Hey out there. Starting this blog I feel a bit like Meg Ryan in "You've Got Mail". She says, "Sometimes I wonder about my life. I lead a small life. Valuable, but small. And sometimes I wonder, do I do it because I like it, or because I haven’t been brave? So much of what I see reminds me of something I’ve read in a book, when shouldn’t it be the other way around? I don’t really want an answer. I just want to send this cosmic question out into the void. So, goodnight, dear void."

I have had a block about starting to post. Perfectionism being the bane of my existence, I had difficulty starting. See, it has to be just right. I don't want to mess up this "virgin blog" with a rotten beginning. Taking a deep breath, I am trying to let go and just make a start no matter how inane I may sound.

A bit about me.

I have atypical Meniere's Disease. It is a disease of the inner ear, and is a disease of the devil. See, it won't kill me. I look no different than I did before my diagnosis, I am not really in very much pain, so it is hard for people to understand how miserable I am at times. I have rotten balance, dizziness, hearing, pressure and tinnitus ( sometimes called ringing in the ears).

There is no known cause for this disease. Without a cause, it is difficult for science to come up with a true treatment. As miserable as I feel at times, I am blessed. Other people have much worse symptoms than I.

I promise this blog will not only be about the scourge of my life. In fact, I want to focus only lightly on my disease, and want to focus more on the people and things I love.

I love my family, 3 kids (2 sons, one daughter), one daughter-in-law, one wonderful husband of 25 years, mother, aunt, sisters, brother, nieces, nephews and cousins.

I love books, including so called "juvenile fiction".

I have an obsession with dishes, old dishes, new dishes, casual dishes, fancy dishes, holiday dishes.

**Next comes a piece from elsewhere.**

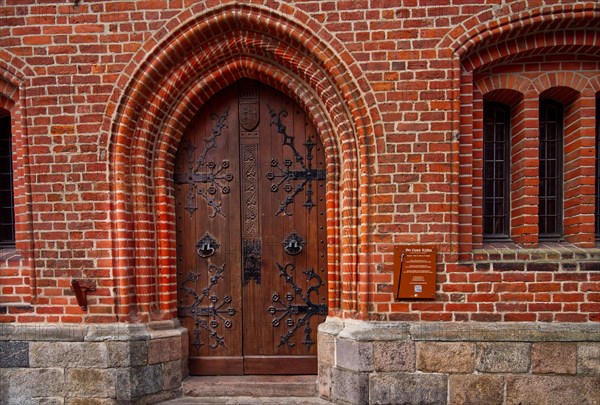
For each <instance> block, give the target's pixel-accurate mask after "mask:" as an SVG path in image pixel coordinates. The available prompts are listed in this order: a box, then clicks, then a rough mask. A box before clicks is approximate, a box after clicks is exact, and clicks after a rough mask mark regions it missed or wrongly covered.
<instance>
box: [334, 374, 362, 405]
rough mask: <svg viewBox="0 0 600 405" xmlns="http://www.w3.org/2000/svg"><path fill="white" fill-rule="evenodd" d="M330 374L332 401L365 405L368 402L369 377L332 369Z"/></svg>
mask: <svg viewBox="0 0 600 405" xmlns="http://www.w3.org/2000/svg"><path fill="white" fill-rule="evenodd" d="M331 371H332V373H331V380H332V386H331V396H332V400H334V402H335V401H338V400H341V401H345V402H348V403H351V404H366V403H367V402H368V400H369V375H368V373H361V372H358V371H351V370H345V369H341V368H337V367H336V368H333V369H332V370H331Z"/></svg>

I cook. I cook a lot. I have always loved cooking since I was a child. I make most things from scratch. What I used to do from love, I now do from necessity as part of the treatment for my Meniere's includes following a low sodium diet. Most convenience and take-out meals are no-nos for me.

I struggle with weight and fitness. I have lost 40 lbs in the past 20 months, but need to lose more. The picture is from my No 1 son's wedding and I weighed about 25 lbs more than I do now. That is Mr Arizona (Mr A) next to me.

I am trying to learn photography and will post my attempts at documenting my world.